As of NeatSeq-Flow version 1.3.0, you can pass project-wise files, such as reference files, through the sample file. This is done as above for the sample data, in a separate table with the following structure:

#Type       Path

For example, a project file section could look like this:

#Type       Path
Nucleotide  /path/to/reference.fasta
Protein     /path/to/reference.faa
# This is a comment line

The same file types that can be used in the Sample files section, can also be used in the project files section.

Warning

Project files in the sample file is an experimental feature, and should be used with caution. See merge documentation for details on how to import various types of sample files.

Attention

Up to NeatSeq-Flow version 1.2.0, the sample file can only contain sample files. No project files are permitted.

  • If you have project files, create a single sample which will represent your project.
  • If you have mainly sample files, such as fastq files, and some project level files such as reference genomes, pass them to the modules through the parameter file.

ChIP-seq specific definitions

For ChIP-seq experiments, one must define ChIP and Control (‘input’) pairs.
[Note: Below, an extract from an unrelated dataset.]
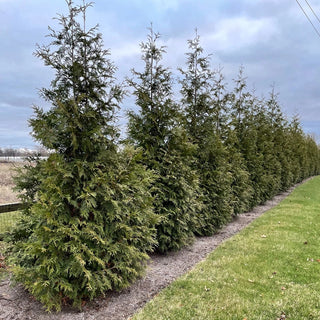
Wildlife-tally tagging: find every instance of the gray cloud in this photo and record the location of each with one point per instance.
(270, 38)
This is done in the following manner (in the sample file):

Sample_Control        anti_sample1:input_sample1
Sample_Control        anti_sample2:input_sample2

Just replace anti_sample1 and input_sample1 with the relevant sample names.

Executing NeatSeq-Flow

Executing NeatSeq-Flow is the simplest step in the workflow (make sure python and neatseq_flow.py are in your search path):

python neatseq_flow.py                      \
    -s sample_file.nsfs                     \
    -p param_file1.nsfp,param_file2.nsfp    \
    -m "message"                            \
    -d /path/to/workflow/directory

Comments:

  • NeatSeq-Flow does not require installation. If you have a local copy, append the full path to neatseq_flow.py.
  • You can pass a comma-separated list of parameter files. NeatSeq-Flow concatenates the files in the order they’re passed. Make sure there are no conflicts or duplicated definitions in the files (this occurs mainly for global parameters)
  • Alternatively, you can pass many parameter by specifying more than one -p.
  • It is not compulsory to pass a message via -m but it is highly recommended for documentation and reproducibility.

Executing the workflow

The workflow can be executed fully automatically; on a step-by-step basis or for individual samples separately.

Automatic execution

Execute the following command within the workflow directory:

csh scripts/00.workflow.commands.csh

The scripts/00.workflow.commands.csh script runs all the steps at once, leaving flow control entirely to the cluster job manager.

Step-wise execution

Each line in scripts/00.workflow.commands.csh calls a step-wise script in scripts/, e.g. scripts/01.merge_merge1.csh, which contains a list of qsub commands executing the individual scripts on each sample.

The following command will execute only the merge1 step:

qsub scripts/01.merge_merge1.csh

Sample-wise execution

The individual sample-level scripts are stored in folders within scripts/. e.g all merge1 scripts are stored in scripts/01.merge_merge1/. To execute the step only for a specific sample, execute the relevant script from within the individual script folder.